A dangerous Android Malware ‘Loapi’ that can explode your phone


The latest threat in Android world has been spotted and its a Trojan malware called Loapi, which has been termed as a jack of all trades to emphasize the breadth of nefarious things it can do.

Most notably, Loapi apps contain a module that mines Monero, a newer type of digital currency that’s less resource intensive than Bitcoin and most other crypto currencies.

Loapi, the malicious software, is so power-hungry that it can overheat your battery and fry your phone. The virus physically destroyed the Kaspersky Lab test phone just two days after being infected with it as claimed by Cybersecurity firm Kaspersky Lab

Kaspersky Lab wrote detailing how Loapi works and the range of pernicious activities it can carry out. “Because of the constant load caused by the mining module and generated traffic, the battery bulged and deformed the phone cover,”.

Loapi is Trojan malware that is most commonly picked up by users who click on ad banner advertising in adult content apps. Pop up advertisements for fake anti-virus software is also a common vehicle for the malware.

Once on the phone, Loapi constantly asks for administrator rights. “It doesn’t take no for an answer; notification after notification appears on the screen until the desperate user finally gives in and taps OK,” Kaspersky Lab explained.

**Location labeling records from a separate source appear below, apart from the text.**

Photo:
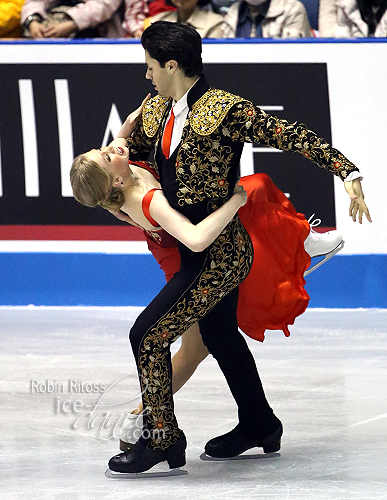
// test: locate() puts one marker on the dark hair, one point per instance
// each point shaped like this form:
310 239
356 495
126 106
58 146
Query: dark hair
370 15
165 41
201 3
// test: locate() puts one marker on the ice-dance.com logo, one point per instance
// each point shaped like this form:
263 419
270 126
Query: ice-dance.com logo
109 415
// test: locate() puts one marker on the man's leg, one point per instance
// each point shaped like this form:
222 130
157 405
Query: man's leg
257 421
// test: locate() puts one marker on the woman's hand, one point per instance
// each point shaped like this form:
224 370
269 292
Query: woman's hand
241 193
357 205
130 123
60 30
123 217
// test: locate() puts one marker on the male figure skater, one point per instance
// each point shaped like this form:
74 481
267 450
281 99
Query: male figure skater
198 135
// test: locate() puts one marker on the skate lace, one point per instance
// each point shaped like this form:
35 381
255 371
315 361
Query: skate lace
313 223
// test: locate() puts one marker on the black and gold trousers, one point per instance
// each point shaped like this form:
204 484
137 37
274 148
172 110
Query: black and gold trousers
205 290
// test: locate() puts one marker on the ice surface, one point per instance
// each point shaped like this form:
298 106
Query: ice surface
327 383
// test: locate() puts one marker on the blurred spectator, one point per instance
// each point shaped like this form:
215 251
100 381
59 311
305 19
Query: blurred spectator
361 18
353 18
268 19
194 12
10 18
327 18
72 18
136 11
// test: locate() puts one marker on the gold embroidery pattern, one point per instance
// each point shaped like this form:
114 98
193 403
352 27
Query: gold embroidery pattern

The insidious app even shuts down the settings window and locks the screen if the person tries to deny it administrator rights. If the user tries to download anti-virus software to protect the phone, Loapi flags it as malware and demands it be removed.

After seizing administrator rights, the versatile malware manipulates the phone into carrying out a number of functions including mining the Monero cryptocurrency, signing the phone’s owner up to paid subscription services, plaguing them with more ads and even turning the phone into a zombie to be used in DDoS attacks.

“We’ve never seen such a ‘jack of all trades’ before,” Kaspersky Lab researchers wrote. Later in the post, they added: “The only thing missing is user espionage, but the modular architecture of this Trojan means it’s possible to add this sort of functionality at any time.”